Multidimensional evaluation of a mental health court: Adherence to the risk-need-responsivity model.
Why this work is in the frame
A frame that forgets how it found something cannot be audited. These are the routes that admitted this work.
Bibliographic record
Abstract
The current study examined the impact of a mental health court (MHC) on mental health recovery, criminogenic needs, and recidivism in a sample of 196 community-based offenders with mental illness. Using a pre-post design, mental health recovery and criminogenic needs were assessed at the time of MHC referral and discharge. File records were reviewed to score the Level of Service/Risk-Need-Responsivity instrument (Andrews, Bonta, & Wormith, 2008) to capture criminogenic needs, and a coding guide was used to extract mental health recovery information at each time point. Only mental health recovery data were available at 12 months post-MHC involvement. Recidivism (i.e., charges) was recorded from police records over an average follow-up period of 40.67 months post-MHC discharge. Case management adherence to the Risk-Need-Responsivity (RNR) model of offender case management was also examined.

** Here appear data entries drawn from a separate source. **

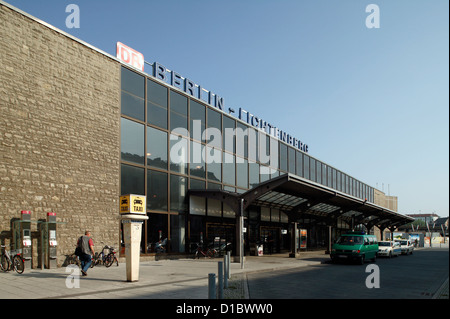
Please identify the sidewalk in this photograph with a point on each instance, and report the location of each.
(165, 279)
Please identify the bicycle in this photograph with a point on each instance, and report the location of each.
(15, 263)
(106, 259)
(73, 259)
(112, 257)
(210, 253)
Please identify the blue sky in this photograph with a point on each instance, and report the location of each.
(373, 103)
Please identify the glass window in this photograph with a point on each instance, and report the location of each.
(214, 134)
(229, 169)
(329, 177)
(229, 131)
(299, 161)
(132, 82)
(132, 180)
(177, 233)
(338, 181)
(132, 85)
(197, 163)
(178, 154)
(214, 207)
(291, 160)
(214, 166)
(312, 168)
(214, 119)
(306, 166)
(156, 148)
(264, 173)
(132, 141)
(265, 214)
(318, 172)
(283, 157)
(178, 111)
(156, 104)
(242, 172)
(132, 106)
(214, 185)
(253, 169)
(157, 230)
(197, 205)
(156, 93)
(241, 140)
(324, 174)
(157, 190)
(274, 148)
(264, 148)
(156, 115)
(178, 188)
(198, 113)
(197, 184)
(252, 144)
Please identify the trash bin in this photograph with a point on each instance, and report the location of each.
(260, 249)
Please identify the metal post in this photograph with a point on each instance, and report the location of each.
(228, 266)
(211, 286)
(241, 234)
(220, 278)
(226, 270)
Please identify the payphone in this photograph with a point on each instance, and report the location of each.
(49, 243)
(21, 237)
(52, 243)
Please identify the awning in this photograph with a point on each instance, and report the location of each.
(301, 198)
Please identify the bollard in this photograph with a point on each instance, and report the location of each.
(226, 269)
(220, 277)
(228, 264)
(211, 286)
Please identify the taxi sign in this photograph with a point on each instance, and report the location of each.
(132, 204)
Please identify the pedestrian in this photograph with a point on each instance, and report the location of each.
(87, 251)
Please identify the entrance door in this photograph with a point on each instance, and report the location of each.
(220, 235)
(270, 237)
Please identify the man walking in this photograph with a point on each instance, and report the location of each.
(87, 251)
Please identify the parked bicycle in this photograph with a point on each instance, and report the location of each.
(9, 262)
(112, 256)
(73, 259)
(106, 257)
(210, 252)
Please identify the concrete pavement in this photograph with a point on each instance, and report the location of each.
(164, 279)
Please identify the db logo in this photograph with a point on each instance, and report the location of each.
(130, 56)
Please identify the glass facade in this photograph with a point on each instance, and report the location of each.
(171, 142)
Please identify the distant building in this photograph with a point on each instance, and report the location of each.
(428, 218)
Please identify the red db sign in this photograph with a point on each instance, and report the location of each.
(130, 56)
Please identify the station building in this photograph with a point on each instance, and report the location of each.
(80, 127)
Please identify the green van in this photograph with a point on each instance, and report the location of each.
(356, 246)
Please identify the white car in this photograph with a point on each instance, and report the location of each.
(406, 245)
(389, 249)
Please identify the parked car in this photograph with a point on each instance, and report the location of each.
(355, 246)
(406, 245)
(389, 249)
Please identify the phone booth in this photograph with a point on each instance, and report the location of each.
(49, 243)
(21, 237)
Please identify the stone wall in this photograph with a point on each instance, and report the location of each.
(59, 133)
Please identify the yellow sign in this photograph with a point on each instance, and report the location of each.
(132, 204)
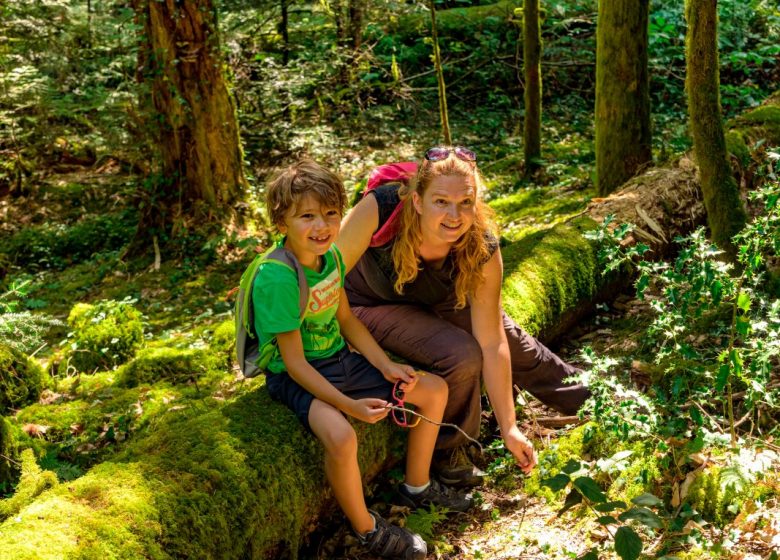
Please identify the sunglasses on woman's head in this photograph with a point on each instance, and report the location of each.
(440, 153)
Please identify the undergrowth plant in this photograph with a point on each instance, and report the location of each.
(22, 329)
(715, 341)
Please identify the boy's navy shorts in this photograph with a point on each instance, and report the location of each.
(349, 372)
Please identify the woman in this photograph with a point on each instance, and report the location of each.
(431, 294)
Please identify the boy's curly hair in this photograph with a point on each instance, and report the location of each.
(304, 177)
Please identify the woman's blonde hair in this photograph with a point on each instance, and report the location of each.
(470, 252)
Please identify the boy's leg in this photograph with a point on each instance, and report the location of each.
(430, 398)
(341, 464)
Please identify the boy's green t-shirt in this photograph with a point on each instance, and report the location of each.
(275, 297)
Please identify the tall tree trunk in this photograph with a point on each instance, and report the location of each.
(284, 30)
(623, 138)
(357, 10)
(725, 213)
(192, 114)
(443, 114)
(532, 50)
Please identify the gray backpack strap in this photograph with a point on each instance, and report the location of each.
(285, 256)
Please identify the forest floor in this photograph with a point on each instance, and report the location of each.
(509, 524)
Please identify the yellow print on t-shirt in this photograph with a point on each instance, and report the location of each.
(325, 294)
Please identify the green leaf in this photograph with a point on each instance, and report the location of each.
(628, 545)
(557, 483)
(590, 489)
(574, 498)
(647, 500)
(609, 506)
(644, 516)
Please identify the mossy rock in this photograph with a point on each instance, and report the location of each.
(711, 496)
(31, 484)
(235, 479)
(223, 340)
(173, 365)
(546, 274)
(104, 335)
(7, 453)
(21, 379)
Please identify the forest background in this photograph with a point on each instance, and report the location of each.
(135, 140)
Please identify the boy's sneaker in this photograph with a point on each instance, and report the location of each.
(454, 467)
(436, 494)
(391, 541)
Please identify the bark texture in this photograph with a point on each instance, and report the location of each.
(443, 113)
(623, 138)
(193, 116)
(532, 51)
(725, 212)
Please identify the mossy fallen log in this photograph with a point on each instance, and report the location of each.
(238, 477)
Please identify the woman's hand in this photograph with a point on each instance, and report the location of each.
(521, 448)
(394, 371)
(368, 410)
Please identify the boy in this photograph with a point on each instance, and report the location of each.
(314, 373)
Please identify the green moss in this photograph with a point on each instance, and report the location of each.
(533, 209)
(736, 146)
(21, 379)
(31, 484)
(547, 274)
(7, 454)
(240, 479)
(109, 513)
(223, 340)
(104, 335)
(173, 365)
(768, 114)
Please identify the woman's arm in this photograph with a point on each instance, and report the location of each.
(356, 231)
(291, 348)
(489, 331)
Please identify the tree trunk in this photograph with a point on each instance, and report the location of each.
(357, 10)
(443, 114)
(284, 30)
(623, 139)
(725, 213)
(192, 115)
(532, 49)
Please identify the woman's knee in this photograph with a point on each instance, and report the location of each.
(464, 362)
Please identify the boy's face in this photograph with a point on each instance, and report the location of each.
(310, 227)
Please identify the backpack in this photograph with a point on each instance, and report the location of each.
(389, 173)
(252, 359)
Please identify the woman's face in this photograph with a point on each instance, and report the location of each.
(447, 208)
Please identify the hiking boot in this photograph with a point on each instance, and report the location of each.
(436, 494)
(391, 541)
(454, 467)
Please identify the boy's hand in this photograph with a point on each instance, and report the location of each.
(369, 410)
(521, 448)
(394, 371)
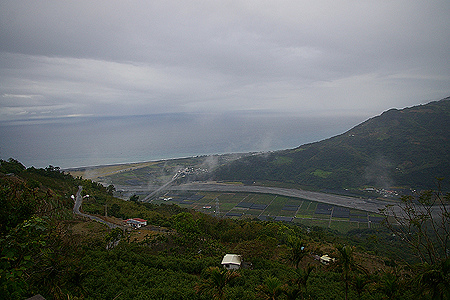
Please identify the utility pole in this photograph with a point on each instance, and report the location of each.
(217, 207)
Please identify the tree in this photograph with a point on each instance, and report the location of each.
(218, 279)
(346, 262)
(422, 221)
(359, 283)
(434, 280)
(134, 198)
(110, 189)
(297, 250)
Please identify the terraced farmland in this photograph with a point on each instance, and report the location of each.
(280, 208)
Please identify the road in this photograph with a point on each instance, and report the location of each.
(76, 210)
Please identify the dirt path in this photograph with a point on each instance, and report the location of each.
(76, 210)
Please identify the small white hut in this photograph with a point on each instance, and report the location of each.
(232, 261)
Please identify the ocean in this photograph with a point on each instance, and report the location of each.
(90, 141)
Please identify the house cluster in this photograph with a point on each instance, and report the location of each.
(324, 259)
(136, 222)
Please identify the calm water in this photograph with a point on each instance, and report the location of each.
(78, 142)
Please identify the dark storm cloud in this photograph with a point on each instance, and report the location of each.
(134, 57)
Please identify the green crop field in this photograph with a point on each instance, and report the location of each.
(251, 205)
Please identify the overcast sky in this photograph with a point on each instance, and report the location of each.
(109, 58)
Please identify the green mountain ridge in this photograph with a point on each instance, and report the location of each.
(407, 147)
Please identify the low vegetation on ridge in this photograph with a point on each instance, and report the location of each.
(47, 250)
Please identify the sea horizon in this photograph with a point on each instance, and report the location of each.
(94, 141)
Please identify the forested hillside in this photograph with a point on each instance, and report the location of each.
(406, 148)
(47, 250)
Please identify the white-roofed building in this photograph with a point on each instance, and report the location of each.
(231, 261)
(136, 222)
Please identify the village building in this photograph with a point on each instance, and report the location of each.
(325, 259)
(231, 261)
(136, 222)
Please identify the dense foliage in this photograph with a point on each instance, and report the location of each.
(47, 250)
(406, 147)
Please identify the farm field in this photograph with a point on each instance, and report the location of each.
(280, 208)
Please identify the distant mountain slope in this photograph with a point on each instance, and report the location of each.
(408, 147)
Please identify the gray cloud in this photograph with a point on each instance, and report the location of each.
(123, 58)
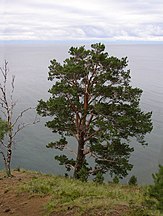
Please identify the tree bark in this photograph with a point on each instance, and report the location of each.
(80, 159)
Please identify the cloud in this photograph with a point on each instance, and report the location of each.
(75, 19)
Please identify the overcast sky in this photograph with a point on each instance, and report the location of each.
(81, 20)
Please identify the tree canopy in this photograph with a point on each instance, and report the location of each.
(92, 100)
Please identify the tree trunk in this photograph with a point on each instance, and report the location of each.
(80, 159)
(8, 163)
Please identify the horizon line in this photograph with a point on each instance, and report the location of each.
(85, 41)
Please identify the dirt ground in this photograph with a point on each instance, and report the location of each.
(19, 204)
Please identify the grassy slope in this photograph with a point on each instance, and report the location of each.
(72, 197)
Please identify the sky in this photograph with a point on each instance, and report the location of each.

Small but significant improvements were found for criminogenic needs and some indicators of mental health recovery for MHC completers relative to participants who were prematurely discharged or referred but not admitted to the program. MHC completers had a similar rate of general recidivism (28.6%) to cases not admitted to MHC and managed by the traditional criminal justice system (32.6%). However, MHC case plans only moderately adhered to the RNR model. Implications of these results suggest that the RNR model may be an effective case management approach for MHCs to assist with decision-making regarding admission, supervision intensity, and intervention targets, and that interventions in MHC contexts should attend to both criminogenic and mental health needs.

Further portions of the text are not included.